A pro-Iranian government group has claimed responsibility for several recent attacks while last month, two men were charged under Britain’s existing National Security Act with being tasked by Iran to carry out hostile surveillance.

Tehran has rejected such accusations.

PROTEST PROBLEM

One of the major issues which has caused anger amongst the Jewish community in Britain has been anti-Israel marches, which have become commonplace since the October 2023 Hamas assault on the Jewish state that triggered the war in Gaza.

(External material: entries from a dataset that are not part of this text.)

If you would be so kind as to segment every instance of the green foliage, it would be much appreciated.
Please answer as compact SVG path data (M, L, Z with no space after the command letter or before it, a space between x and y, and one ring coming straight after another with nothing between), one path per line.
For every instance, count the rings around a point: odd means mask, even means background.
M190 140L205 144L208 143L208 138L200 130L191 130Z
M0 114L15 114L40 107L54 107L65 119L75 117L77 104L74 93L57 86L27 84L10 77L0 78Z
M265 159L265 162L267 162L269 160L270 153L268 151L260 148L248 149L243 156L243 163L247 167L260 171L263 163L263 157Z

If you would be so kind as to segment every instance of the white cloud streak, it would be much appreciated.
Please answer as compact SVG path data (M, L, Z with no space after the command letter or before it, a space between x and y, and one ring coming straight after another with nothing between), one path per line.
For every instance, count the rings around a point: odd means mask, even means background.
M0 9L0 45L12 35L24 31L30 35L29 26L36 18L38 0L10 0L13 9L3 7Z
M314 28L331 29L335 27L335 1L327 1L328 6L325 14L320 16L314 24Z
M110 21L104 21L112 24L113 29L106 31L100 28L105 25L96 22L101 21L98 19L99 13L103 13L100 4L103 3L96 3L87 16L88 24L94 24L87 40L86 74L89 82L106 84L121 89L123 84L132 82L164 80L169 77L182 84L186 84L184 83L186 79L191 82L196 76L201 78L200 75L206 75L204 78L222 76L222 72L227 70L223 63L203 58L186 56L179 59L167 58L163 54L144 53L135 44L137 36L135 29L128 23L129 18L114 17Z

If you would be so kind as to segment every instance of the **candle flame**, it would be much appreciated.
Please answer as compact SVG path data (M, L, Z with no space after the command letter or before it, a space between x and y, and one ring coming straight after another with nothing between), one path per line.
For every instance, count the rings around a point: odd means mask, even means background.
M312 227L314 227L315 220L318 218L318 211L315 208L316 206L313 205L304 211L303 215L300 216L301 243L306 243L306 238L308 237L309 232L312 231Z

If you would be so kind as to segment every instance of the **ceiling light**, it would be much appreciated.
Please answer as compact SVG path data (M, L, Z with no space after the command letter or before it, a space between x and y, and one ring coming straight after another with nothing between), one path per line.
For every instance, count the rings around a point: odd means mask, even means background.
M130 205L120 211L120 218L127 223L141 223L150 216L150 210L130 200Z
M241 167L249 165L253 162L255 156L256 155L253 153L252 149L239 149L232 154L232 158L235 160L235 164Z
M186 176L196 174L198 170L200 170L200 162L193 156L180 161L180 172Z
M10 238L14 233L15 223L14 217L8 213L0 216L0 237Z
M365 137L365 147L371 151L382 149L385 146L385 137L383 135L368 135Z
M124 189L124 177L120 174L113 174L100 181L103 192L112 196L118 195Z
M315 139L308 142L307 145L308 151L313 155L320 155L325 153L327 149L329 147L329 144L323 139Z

Critics say the protests have generated hostility and become a hotbed of antisemitism.

“If you stand alongside people who say, ‘Globalize the Intifada,’ you are calling for terrorism against Jews, and people who use that phrase should be prosecuted,” Starmer said. “It is racism, extreme racism, and it has left a minority community in this country, scared, intimidated, wondering if they belong.”

The recent incidents in London are part of a rising number of antisemitic attacks.

Last October, two people were killed after an attack at a synagogue in the northern English city of Manchester. A week later, two men went on trial over a plot to kill hundreds in an Islamic State-inspired gun rampage against the Jewish community.

They were found guilty in December, just over a week after a mass shooting at a Jewish Hanukkah celebration on Australia’s Bondi Beach.

Britain’s independent reviewer of terrorism legislation, Jonathan Hall, told the BBC the British attacks had become “the biggest national security emergency” since 2017, when there was a string of high-profile attacks.

Mahmood said additional funding would pay ​for more protective ⁠security for the country’s synagogues, schools, places of worship, and community centers, boosting police numbers in areas with a large Jewish community.

According to the British government, an additional £25 million ($34 million) will be invested to increase security for Jewish communities.

“We are seeing a huge increase in antisemitism, and that’s why the government’s work on education and stamping out antisemitism across other parts of the public ⁠sector is ​also an incredibly important part of this picture,” Mahmood said.

She did not say ​the legislation would be used against Iran’s Islamic Revolutionary Guard Corps (IRGC) but told Sky News: “I expect to be making decisions in the very near future about the ​groups that we will be designating as state-linked.”

Several countries have designated the IRGC as a foreign terrorist organization.